Third Eye Blind’s musical output in 2016 wasn’t very impressive itself but they still managed to make headlines in a variety of ways, parlaying that with newfound success as a nostalgia act at festivals across the country, from Bonnaroo to Outside Lands. The band made waves when they trolled members of the Republican National Committee at an event in Cleveland, asking people to “raise your hands if you believe in silence” while also noting “Jumper” was a song inspired by the suicide of his gay friend.

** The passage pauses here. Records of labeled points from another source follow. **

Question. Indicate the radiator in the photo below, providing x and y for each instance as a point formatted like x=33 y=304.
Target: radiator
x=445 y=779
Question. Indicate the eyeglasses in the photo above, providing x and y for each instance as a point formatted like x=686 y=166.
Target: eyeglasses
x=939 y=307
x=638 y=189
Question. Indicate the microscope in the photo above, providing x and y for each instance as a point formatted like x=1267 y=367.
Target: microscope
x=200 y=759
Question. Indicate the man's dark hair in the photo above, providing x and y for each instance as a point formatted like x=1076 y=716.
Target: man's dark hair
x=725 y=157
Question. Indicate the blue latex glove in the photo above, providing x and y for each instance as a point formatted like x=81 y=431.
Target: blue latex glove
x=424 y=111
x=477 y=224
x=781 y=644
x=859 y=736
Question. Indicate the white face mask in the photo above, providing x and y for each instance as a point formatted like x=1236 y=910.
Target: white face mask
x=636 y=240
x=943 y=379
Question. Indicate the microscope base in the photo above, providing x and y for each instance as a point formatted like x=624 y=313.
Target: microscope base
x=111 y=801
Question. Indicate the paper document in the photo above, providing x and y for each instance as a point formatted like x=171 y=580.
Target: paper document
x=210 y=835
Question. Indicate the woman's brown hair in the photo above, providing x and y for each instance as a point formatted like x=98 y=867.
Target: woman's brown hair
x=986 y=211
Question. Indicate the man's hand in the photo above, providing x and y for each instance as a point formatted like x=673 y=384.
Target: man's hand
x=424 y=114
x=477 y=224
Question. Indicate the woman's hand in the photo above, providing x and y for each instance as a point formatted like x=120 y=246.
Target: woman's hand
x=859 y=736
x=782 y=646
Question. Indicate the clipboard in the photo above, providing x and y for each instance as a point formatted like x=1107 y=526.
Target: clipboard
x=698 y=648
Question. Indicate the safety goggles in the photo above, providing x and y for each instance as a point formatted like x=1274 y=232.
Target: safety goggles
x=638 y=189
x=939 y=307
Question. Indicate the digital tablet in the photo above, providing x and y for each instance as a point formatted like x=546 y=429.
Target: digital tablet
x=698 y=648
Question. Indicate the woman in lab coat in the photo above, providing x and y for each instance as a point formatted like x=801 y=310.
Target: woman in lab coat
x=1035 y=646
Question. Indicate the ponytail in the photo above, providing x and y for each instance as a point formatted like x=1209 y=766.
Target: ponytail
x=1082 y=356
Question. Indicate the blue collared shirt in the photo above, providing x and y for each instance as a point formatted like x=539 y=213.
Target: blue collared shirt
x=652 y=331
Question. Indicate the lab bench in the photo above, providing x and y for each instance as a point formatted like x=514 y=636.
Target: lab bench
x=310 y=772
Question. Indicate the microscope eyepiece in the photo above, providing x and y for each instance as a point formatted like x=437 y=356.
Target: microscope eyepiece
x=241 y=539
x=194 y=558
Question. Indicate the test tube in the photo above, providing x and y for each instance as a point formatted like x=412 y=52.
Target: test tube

They once had a reputation for being an inconsistent live act, relying on new songs that people didn’t connect with as much instead of performing a favorite-heavy set like people wanted. But as they toured the festival circuit they struck just the right balance of old versus new, people fell back in love with the band. At Outside Lands, I got to enjoy them with a friend I’ve known since sixth grade and her family and the wave of nostalgia was like a drug. There’s something to be said about singing at the top of your lungs to some of the catchiest pop tunes written from your childhood, and Third Eye Blind were behind many of people’s favorites.

Mavis Staples

Watching twenty-somethings appreciate legendary R&B and gospel singer Mavis Staples as she swooned them and schooled them was one of the unexpected highlights of 2016. For her newest album Livin’ on a High Note, Mavis approached a number of talented musicians for help writing the record. She tapped the likes of Ben Harper, The Head and the Heart’s Charity Rose Thielen, M. Ward, Justin Vernon aka Bon Iver, Neko Case, Nick Cave and others and it lifted it onto many year-end best-of lists. Mavis often performed in early-afternoon slots at these fests, handling hot temperatures at 77 years old much better than some of the younger folks in the crowd could. Her between-song banter at these shows was illuminating and damn if you didn’t leave wishing you could hang with Mavis for hours as she regaled you with stories.

Ja Rule + Ashanti

I had no fucking clue what I was getting into when I decided to go see Ja Rule and Ashanti perform together in 2016. Two acts that were massive while I was still in grade school, I wondered what they had left. On their own, these two might not have been able to justify multiple sold-out shows in LA, some on the same night. But together, they are magic. People forget Ja Rule and Ashanti were on top of the world with Billboard No.1 ¬†smash after No. 1 smash. Revisiting their music, the tunes have held up nicely over time. Ashanti still looks incredible and her voice sounds great. Even the new tunes were easy to digest. Ja Rule has slipped slightly, but he seems to be at peace with where he is and his deep voice is still so damn unique and you just forget how many hits he had. If I was booking a festival, I’d give the two of them an hour-long slot to share without hesitation. They’ve got more dates in stores for 2017 and though their days of topping the charts may be behind them, they’ve still got something left as performers as the generation who grew up on them’s disposable income grows.